What is a Payday Loan?

Over 12 million US citizens every year use payday loans. The average amount borrowed is $375, and most people spend around 5 months paying them off. This makes their marketing as “short-term loans” rather misleading for most borrowers.

Payday loans are “short-term” loans that require you to have a checking account and income in order to qualify. Payday loans are normally used to help people fund everyday routine living expenses that they may be having trouble keeping up with. Many people use them to meet their rent payments or pay their utility bills on time, for example. The term “payday” is the key to the idea of these loans; they tide you over until your next paycheck.
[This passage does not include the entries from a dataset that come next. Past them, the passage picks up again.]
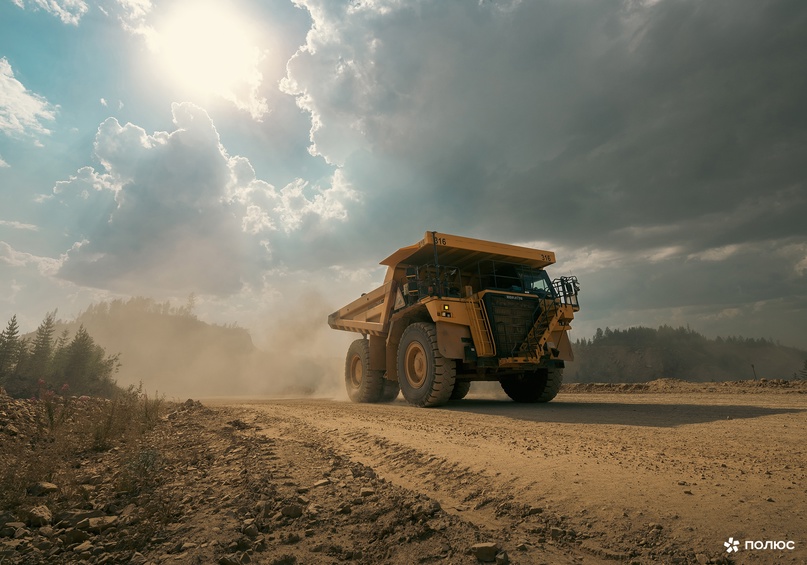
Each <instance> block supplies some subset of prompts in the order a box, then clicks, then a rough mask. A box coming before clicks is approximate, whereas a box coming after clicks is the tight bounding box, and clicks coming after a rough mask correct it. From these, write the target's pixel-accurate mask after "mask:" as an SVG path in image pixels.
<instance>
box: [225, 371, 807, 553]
mask: <svg viewBox="0 0 807 565" xmlns="http://www.w3.org/2000/svg"><path fill="white" fill-rule="evenodd" d="M567 390H568V389H567ZM576 390H578V391H580V390H582V391H583V392H562V393H561V394H560V395H559V396H558V397H557V399H556V400H555V401H553V402H551V403H549V404H544V405H518V404H514V403H512V402H509V401H507V400H504V399H500V398H490V397H488V398H479V397H474V392H473V391H472V393H471V396H470V397H469V398H468V399H466V400H463V401H459V402H455V403H451V404H450V405H448V406H446V407H443V408H439V409H417V408H412V407H410V406H408V405H407V404H406V403H405V402H404V401H403V400H402V399H400V398H399V399H398V400H397V401H395V402H393V403H392V404H352V403H348V402H338V401H331V400H272V401H251V402H238V403H234V402H232V401H229V402H219V403H218V404H219V405H226V406H227V409H228V410H234V411H236V412H237V413H238V414H239V417H240V418H241V420H243V421H244V422H246V423H247V424H250V425H253V424H254V425H255V426H256V427H257V429H259V430H260V431H259V433H260V434H263V435H266V436H269V437H273V438H277V439H283V440H291V441H297V442H300V443H301V445H306V446H321V447H323V448H327V449H328V450H329V451H330V452H333V453H337V454H339V455H341V456H342V457H344V458H346V459H348V460H352V461H355V462H357V463H361V464H363V465H365V466H366V467H367V468H371V469H372V470H373V471H374V472H375V473H376V474H377V475H378V476H379V477H383V478H384V479H386V481H388V482H391V483H393V484H396V485H399V486H401V487H404V488H406V489H410V490H412V491H415V492H417V493H421V494H424V495H427V496H428V497H430V498H431V499H434V500H437V501H438V502H439V504H440V506H442V508H443V509H444V510H445V511H446V512H448V513H450V514H453V515H455V516H457V517H459V518H461V519H462V520H463V521H464V522H467V523H470V524H471V525H472V526H473V527H475V528H480V529H482V530H483V531H484V532H485V534H486V537H488V538H489V539H490V541H493V542H496V543H499V544H500V546H501V547H502V548H504V549H506V550H507V552H508V555H509V559H510V562H512V563H580V562H585V563H598V562H613V561H614V560H619V561H625V562H635V563H651V562H668V563H708V562H712V563H718V562H736V563H759V562H763V563H767V562H777V563H778V562H786V563H805V562H807V476H806V475H807V470H805V466H806V465H807V455H806V454H805V451H807V447H805V441H806V440H807V394H804V393H805V392H807V390H793V391H770V390H767V389H763V390H762V391H760V392H757V391H750V393H748V394H741V393H743V392H749V391H744V390H736V389H730V390H729V389H723V388H717V389H715V388H712V389H707V388H706V387H703V386H701V387H699V388H688V389H686V390H667V391H663V392H659V393H652V392H647V391H644V392H640V393H635V392H633V393H618V392H617V393H614V392H612V391H608V392H595V393H591V392H585V388H581V387H578V388H577V389H576ZM210 405H211V406H215V404H213V403H210ZM730 539H731V540H737V541H739V550H738V551H736V552H727V551H726V547H725V545H724V542H728V541H729V540H730ZM766 542H770V543H767V544H766ZM747 543H750V544H751V545H750V546H748V547H746V546H747ZM413 557H414V558H415V561H416V560H417V556H413ZM413 562H414V561H413Z"/></svg>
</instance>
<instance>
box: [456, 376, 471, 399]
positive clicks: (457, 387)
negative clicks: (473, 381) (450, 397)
mask: <svg viewBox="0 0 807 565" xmlns="http://www.w3.org/2000/svg"><path fill="white" fill-rule="evenodd" d="M469 390H471V381H457V382H455V383H454V390H452V391H451V400H462V399H463V398H465V397H466V396H467V395H468V391H469Z"/></svg>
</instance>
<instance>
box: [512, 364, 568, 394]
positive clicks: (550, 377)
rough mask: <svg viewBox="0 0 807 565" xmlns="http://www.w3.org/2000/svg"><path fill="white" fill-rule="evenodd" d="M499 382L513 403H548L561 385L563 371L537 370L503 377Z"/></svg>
mask: <svg viewBox="0 0 807 565" xmlns="http://www.w3.org/2000/svg"><path fill="white" fill-rule="evenodd" d="M500 382H501V385H502V388H503V389H504V392H506V393H507V396H509V397H510V398H512V399H513V400H514V401H515V402H527V403H532V402H549V401H550V400H552V399H553V398H555V396H556V395H557V394H558V391H559V390H560V385H561V384H562V383H563V369H555V368H552V369H538V370H536V371H533V372H525V373H521V374H519V375H512V376H508V377H505V378H503V379H502V380H501V381H500Z"/></svg>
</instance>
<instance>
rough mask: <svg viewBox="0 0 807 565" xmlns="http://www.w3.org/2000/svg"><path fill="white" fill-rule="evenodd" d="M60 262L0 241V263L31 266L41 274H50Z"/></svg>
mask: <svg viewBox="0 0 807 565" xmlns="http://www.w3.org/2000/svg"><path fill="white" fill-rule="evenodd" d="M60 263H61V261H60V260H59V259H53V258H51V257H39V256H37V255H33V254H31V253H26V252H23V251H17V250H16V249H14V248H13V247H12V246H11V245H9V244H8V243H6V242H5V241H0V264H5V265H7V266H9V267H16V268H20V267H27V266H33V267H35V268H36V269H37V270H38V271H39V273H40V274H41V275H45V276H51V275H53V274H54V273H55V272H56V270H57V269H58V268H59V265H60Z"/></svg>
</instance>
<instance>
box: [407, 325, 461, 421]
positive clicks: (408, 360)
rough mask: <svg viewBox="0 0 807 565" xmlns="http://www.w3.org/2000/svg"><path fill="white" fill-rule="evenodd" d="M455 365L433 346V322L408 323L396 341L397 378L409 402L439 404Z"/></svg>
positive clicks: (453, 384) (451, 378) (450, 392)
mask: <svg viewBox="0 0 807 565" xmlns="http://www.w3.org/2000/svg"><path fill="white" fill-rule="evenodd" d="M455 371H456V367H455V364H454V360H453V359H446V358H445V357H443V356H442V355H441V354H440V350H439V349H438V347H437V330H436V329H435V327H434V324H430V323H425V322H418V323H415V324H412V325H410V326H408V327H407V328H406V329H405V330H404V332H403V335H401V341H400V343H399V344H398V382H399V383H400V385H401V392H402V393H403V395H404V398H405V399H406V401H407V402H408V403H409V404H412V405H413V406H421V407H431V406H442V405H443V404H445V403H446V402H448V400H449V399H450V398H451V392H452V391H453V390H454V377H455Z"/></svg>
They are thus aimed at broke people who have no funds to spare and are struggling to make ends meet.

41% of payday loan borrowers end up having to use means such as their families money or a yard sale in order to pay off their payday loan. This is usually the sort of thing that they were trying to avoid having to do in the first place.

So why does this happen? Payday loans are different from regular loans, as you are supposed to pay the amount back completely in one payment. When you take out a payday loan, you are charged a fee. The idea is that you pay this fee and then repay the loan in a month’s time. However, many people fall behind financially and cannot afford to repay their loan all at once by the end of the month. They then can “extend” their loan by paying another monthly fee. What happens with many people is that they continually extend and extend their loan by paying fees upon fees as the months go on. This often means that borrowers will pay more in monthly fees than the initial amount of money they borrowed, and still are required to pay the amount they borrowed back in one full payment as well.
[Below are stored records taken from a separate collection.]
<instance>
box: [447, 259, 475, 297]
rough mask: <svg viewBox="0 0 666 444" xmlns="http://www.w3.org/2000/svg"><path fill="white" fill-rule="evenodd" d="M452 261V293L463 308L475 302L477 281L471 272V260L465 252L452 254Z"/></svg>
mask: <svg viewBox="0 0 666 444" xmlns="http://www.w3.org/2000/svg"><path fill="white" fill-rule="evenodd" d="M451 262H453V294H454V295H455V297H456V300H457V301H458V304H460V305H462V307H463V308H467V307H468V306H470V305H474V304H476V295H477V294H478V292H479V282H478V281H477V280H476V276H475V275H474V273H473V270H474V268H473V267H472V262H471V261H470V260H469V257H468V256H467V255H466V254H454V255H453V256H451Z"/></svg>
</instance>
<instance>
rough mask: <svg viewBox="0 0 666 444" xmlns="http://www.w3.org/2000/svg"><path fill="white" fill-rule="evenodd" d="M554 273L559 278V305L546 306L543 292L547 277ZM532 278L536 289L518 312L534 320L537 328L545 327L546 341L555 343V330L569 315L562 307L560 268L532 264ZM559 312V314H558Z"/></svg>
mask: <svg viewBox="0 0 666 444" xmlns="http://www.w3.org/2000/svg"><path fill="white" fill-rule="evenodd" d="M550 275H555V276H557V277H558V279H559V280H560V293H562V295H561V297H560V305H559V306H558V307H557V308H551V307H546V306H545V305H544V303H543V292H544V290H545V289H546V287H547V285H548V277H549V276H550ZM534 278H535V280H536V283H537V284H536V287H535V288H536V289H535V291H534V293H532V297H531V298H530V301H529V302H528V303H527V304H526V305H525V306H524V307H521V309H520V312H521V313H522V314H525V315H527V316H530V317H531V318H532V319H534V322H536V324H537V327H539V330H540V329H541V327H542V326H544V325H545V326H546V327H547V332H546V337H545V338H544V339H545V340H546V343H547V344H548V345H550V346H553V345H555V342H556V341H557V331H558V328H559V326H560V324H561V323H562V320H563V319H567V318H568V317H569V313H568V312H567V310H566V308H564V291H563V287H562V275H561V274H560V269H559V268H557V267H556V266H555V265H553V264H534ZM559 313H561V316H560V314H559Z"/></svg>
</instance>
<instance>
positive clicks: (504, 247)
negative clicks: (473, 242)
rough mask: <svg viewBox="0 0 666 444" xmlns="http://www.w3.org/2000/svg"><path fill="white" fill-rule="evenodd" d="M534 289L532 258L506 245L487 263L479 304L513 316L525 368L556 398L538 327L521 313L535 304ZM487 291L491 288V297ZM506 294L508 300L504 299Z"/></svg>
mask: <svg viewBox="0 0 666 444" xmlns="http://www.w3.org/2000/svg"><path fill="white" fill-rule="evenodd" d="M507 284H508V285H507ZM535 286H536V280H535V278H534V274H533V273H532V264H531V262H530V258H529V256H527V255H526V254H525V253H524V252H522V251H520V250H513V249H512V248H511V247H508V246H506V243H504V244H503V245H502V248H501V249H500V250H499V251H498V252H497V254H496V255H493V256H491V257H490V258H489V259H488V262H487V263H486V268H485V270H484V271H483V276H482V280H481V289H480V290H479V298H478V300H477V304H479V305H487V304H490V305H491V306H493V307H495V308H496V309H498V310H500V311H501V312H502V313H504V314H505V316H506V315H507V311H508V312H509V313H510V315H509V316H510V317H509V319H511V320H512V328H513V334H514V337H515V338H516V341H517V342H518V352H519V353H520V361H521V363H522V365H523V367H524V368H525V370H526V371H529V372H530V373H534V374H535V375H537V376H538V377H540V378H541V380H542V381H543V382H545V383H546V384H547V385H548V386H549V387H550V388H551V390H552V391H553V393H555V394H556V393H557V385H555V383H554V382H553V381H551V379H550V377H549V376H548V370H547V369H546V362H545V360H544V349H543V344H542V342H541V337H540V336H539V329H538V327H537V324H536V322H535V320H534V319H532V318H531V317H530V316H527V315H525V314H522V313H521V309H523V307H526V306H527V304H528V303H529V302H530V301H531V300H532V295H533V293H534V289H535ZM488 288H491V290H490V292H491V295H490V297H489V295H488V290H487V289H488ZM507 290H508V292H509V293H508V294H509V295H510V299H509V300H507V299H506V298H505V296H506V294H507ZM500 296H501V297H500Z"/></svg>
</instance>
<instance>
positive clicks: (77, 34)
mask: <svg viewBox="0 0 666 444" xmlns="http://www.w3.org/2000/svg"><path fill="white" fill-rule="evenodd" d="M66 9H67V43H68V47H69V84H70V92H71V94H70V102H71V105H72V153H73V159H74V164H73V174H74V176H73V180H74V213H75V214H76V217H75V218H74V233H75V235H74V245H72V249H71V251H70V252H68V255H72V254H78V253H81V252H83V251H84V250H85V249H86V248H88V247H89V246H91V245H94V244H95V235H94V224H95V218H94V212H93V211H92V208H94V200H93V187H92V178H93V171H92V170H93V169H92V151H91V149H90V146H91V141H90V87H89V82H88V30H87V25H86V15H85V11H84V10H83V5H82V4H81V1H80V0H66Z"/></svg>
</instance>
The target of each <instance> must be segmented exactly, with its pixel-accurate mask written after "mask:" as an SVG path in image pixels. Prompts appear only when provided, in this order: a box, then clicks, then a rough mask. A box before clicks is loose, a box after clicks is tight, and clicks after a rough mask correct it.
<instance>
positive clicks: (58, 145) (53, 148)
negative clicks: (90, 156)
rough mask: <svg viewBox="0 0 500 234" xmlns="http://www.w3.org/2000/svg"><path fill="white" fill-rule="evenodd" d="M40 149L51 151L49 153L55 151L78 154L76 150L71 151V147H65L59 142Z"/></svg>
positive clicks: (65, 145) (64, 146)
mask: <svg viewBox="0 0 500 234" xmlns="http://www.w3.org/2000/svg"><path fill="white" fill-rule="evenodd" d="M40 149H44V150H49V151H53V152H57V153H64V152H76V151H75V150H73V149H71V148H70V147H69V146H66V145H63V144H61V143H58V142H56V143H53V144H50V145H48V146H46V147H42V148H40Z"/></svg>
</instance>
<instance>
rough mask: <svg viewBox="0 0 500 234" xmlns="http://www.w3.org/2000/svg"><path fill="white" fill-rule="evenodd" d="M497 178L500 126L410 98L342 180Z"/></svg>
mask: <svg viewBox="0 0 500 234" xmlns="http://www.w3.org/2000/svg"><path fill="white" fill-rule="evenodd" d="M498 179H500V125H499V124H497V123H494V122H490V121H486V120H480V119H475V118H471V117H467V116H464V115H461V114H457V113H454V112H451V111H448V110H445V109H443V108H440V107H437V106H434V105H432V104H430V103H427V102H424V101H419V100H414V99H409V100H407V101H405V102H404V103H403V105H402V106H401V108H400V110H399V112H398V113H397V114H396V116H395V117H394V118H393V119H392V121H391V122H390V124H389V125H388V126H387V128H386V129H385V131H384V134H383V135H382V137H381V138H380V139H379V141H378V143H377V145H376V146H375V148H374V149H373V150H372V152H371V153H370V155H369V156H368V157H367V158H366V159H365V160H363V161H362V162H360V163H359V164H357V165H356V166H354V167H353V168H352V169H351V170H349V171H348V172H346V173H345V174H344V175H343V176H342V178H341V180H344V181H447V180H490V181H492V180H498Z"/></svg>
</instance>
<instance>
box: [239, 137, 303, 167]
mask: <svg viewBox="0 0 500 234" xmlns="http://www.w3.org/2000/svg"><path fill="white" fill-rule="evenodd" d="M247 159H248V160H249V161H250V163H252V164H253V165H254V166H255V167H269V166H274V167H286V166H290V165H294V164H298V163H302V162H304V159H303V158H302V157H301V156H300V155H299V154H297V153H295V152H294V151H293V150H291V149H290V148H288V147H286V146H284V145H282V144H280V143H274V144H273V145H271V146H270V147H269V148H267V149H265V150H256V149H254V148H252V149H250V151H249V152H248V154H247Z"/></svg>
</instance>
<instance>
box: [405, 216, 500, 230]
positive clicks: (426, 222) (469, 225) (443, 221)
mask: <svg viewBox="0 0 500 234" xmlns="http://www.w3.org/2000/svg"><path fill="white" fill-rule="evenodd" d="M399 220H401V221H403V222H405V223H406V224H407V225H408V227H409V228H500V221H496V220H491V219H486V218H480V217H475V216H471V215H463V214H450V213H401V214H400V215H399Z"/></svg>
Most people use payday loans because they are too embarrassed to ask their family for money or sell their possessions for cash. However, the snowball effect that often occurs with payday loans will often require them to ask their family for money anyway, in order to pay off the mounting fees and debt.

Though some states (such as Colorado) have enforced laws that require payday loan companies to follow much fairer rules, most states still have payday loan companies that could be considered predatory. They have even been referred to as “legal loan sharks” by some.

Those who are broke and struggling to make ends meet should only consider a payday loan if they are confident that they will be able to pay it back in full quickly. Otherwise, you should probably look into alternative methods of getting some extra cash quickly, methods that don’t send you spiralling into debt. It is better to incur an overdraft fee than it is to fall into crippling debt.